Yep, you got it. I was at Fenway Park watching the Boston Red Sox and the New York Yankees. Or, the beans and the hot dogs. Soggy beans and hot dogs, to be exact. Thankfully I had a raincoat and an umbrella and enough enthusiasm to not care if I was damp from head to toe, but the players were sopping. I made friends with the folks sitting around me. There were kids everywhere in literally layers of Sox logo wear - t-shirt, sweatshirt, rain/windbreaker, hat - it was something I had never really seen before. Great fans. Great spirit. Great accents!
I guess it kind of makes sense. It all goes together in some highly overthought way - typical "Jeannie-logic". Fundraising might be loosely described as beanraising, I suppose.
But everybody loves hot dogs, or at the very least an event that features them, like baseball. And almost everybody loves baseball. Everybody at this game tonight certainly loved baseball. We were sitting in the rain, watching two teams battle it out on that bright green field under the really bright lights and we were cheering and jeering and waving wet Red Sox foam fingers and loving every minute.

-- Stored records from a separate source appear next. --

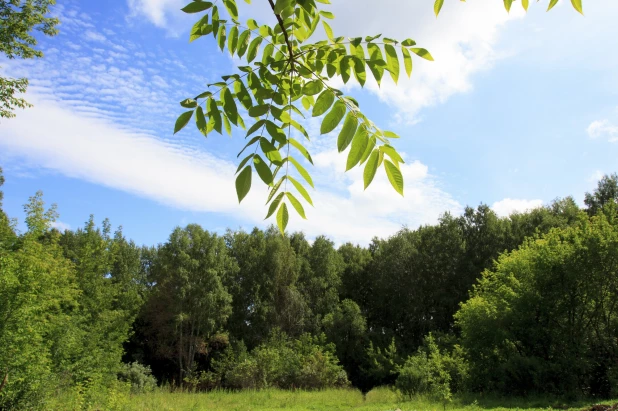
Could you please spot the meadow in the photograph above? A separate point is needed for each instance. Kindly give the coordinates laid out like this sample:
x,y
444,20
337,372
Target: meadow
x,y
381,399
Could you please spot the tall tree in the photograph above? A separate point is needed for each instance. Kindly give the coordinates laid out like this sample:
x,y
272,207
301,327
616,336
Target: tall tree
x,y
606,191
19,18
189,302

And just to maintain an even playing field, many of us ate pizza and philly steak sandwiches while watching the beantown favs and the hot doggers.

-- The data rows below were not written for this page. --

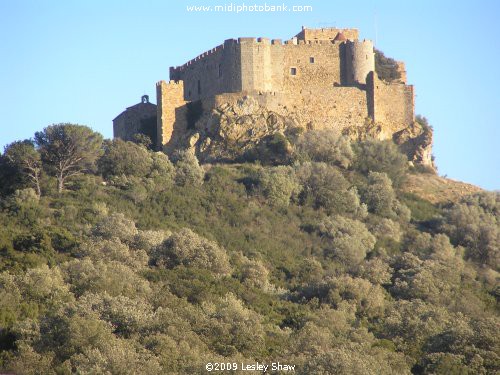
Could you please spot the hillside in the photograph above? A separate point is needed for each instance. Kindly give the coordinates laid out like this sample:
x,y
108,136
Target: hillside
x,y
437,189
330,256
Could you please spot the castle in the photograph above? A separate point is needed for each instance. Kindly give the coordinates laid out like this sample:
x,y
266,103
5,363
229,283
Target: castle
x,y
324,78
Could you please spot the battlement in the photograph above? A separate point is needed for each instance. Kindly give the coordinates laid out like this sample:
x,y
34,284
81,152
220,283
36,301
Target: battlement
x,y
329,33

I love America. I love Beantown. I love Fenway Park. I love all the crazed fans. I love baseball. I love hot dogs. I love my family. I love my friends.
Baseball. Mom. Apple pie.
Caring. Giving.
It all makes sense, in a "Jeannie-logic" kind of way - again. (I love being me.)
Back to the conference....(oh, and the Sox beat the Yankees)! Note that I could have said the Sox won the Yankees, but long ago my Dad asked me, after I said something similar (Frisbie JHS won Rialto JHS), "Oh, really, did they get to take them home then? Since they won them?"
No, it's not won, it's beat. (Which makes me always want to ask, "Oh really, did they leave bruises? Since they beat them?"
Semantics. Ok, enough of that. Dad was correct. I am silly. (Did I mention that I love being me?)
Now there is only one thing left to do....
PLAY BALL! Or back to the conference...and thinking about donors. Hmmm, aren't they kind of the same thing, in different venues....(And I would like extra green peppers and onions please, beans on the side. Thank you very much!)